A Cost-Effective and Scalable LoRa Sensor Network for Real-Time Hyperlocal Microclimate Monitoring

Urban microclimate monitoring is often limited by the high cost of weather stations, restricting the spatial density needed to capture fine-scale temperature variations. This study presents an alternative low-cost LoRaWAN-based heat sensor, developed for real-time, hyperlocal monitoring. The battery-powered system utilizes an existing LoRaWAN network infrastructure and a community-based LoRaWAN platform, enabling flexible, wireless deployment on existing infrastructure such as lamp posts, without the need for charging cables, Wi-Fi or Ethernet connections. To ensure low setup complexity and minimal maintenance, the sensor employs Over-the-Air Transmission (OATT), allowing automatic network connection and re-connection without manual configuration. With a typical accuracy of ±0.2°C, the system is designed to provide long-term, high-spatial, and high-temporal resolution data for urban climate research.

The paper explores a one-year deployment in East London, involving eight bespoke sensors alongside twenty-four commercial systems with the aim of determining their accuracy, agreement and communication. Results demonstrated a high level of measurement accuracy (Pearson R² = 0.999, mean temperature difference of 0.13°C, within ±0.5°C propagation error well within the combined quoted uncertainties of ±0.4°C). The real-time transmission capability mitigates data loss risks from hardware failures or extreme weather events, a key limitation of traditional data loggers. However, the commercial system’s longer battery life makes it a useful supplementary tool in areas with limited network coverage.

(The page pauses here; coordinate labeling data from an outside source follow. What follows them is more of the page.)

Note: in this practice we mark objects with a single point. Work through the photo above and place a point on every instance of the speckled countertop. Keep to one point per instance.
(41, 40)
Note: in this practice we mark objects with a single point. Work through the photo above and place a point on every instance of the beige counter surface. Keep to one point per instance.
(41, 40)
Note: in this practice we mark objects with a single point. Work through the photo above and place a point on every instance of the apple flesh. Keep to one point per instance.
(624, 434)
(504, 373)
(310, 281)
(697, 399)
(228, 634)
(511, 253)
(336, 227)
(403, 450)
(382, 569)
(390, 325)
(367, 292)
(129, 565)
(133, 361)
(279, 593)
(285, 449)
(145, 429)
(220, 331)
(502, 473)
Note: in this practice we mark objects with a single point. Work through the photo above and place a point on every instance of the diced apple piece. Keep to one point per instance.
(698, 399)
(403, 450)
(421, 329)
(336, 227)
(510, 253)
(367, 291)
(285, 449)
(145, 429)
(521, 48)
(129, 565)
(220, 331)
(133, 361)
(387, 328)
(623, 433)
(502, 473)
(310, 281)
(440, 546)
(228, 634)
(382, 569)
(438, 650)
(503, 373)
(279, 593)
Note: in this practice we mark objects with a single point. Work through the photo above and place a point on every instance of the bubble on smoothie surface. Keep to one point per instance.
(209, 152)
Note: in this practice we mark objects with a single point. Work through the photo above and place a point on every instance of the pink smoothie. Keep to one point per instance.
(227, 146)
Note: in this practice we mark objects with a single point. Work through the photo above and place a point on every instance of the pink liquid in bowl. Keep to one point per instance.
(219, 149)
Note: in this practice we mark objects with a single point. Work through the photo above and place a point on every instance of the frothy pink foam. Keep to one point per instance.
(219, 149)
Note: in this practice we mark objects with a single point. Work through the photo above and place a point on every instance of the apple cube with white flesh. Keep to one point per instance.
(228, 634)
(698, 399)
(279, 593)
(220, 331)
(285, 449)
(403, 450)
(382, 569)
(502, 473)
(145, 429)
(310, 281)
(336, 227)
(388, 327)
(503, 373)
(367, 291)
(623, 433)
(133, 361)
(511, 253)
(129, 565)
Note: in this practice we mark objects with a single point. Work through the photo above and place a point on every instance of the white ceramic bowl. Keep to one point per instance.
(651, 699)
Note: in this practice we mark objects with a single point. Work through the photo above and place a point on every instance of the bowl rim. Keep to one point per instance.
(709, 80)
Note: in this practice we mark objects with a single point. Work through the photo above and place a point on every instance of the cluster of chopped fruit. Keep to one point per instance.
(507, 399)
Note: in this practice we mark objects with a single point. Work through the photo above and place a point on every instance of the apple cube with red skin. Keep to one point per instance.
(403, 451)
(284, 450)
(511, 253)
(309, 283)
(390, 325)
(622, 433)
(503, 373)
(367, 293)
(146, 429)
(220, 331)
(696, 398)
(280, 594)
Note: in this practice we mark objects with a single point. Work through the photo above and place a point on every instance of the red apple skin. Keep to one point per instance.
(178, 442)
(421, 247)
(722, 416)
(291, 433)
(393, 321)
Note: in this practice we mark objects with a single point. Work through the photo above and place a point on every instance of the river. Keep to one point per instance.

The deployment looks to validates the sensor devices as a cost-effective alternative to conventional weather stations, supporting the development of London’s first low-cost, real-time microclimate monitoring network. By addressing critical data gaps in urban heat island research, the findings highlight the feasibility of affordable, scalable sensor networks for high-resolution urban climate studies, sensor-based model validation, climate adaptation planning, and heat mitigation strategies. The study advances the role of low-cost, city-wide sensor networks in urban climate research, demonstrating their potential for real-time environmental monitoring at scale.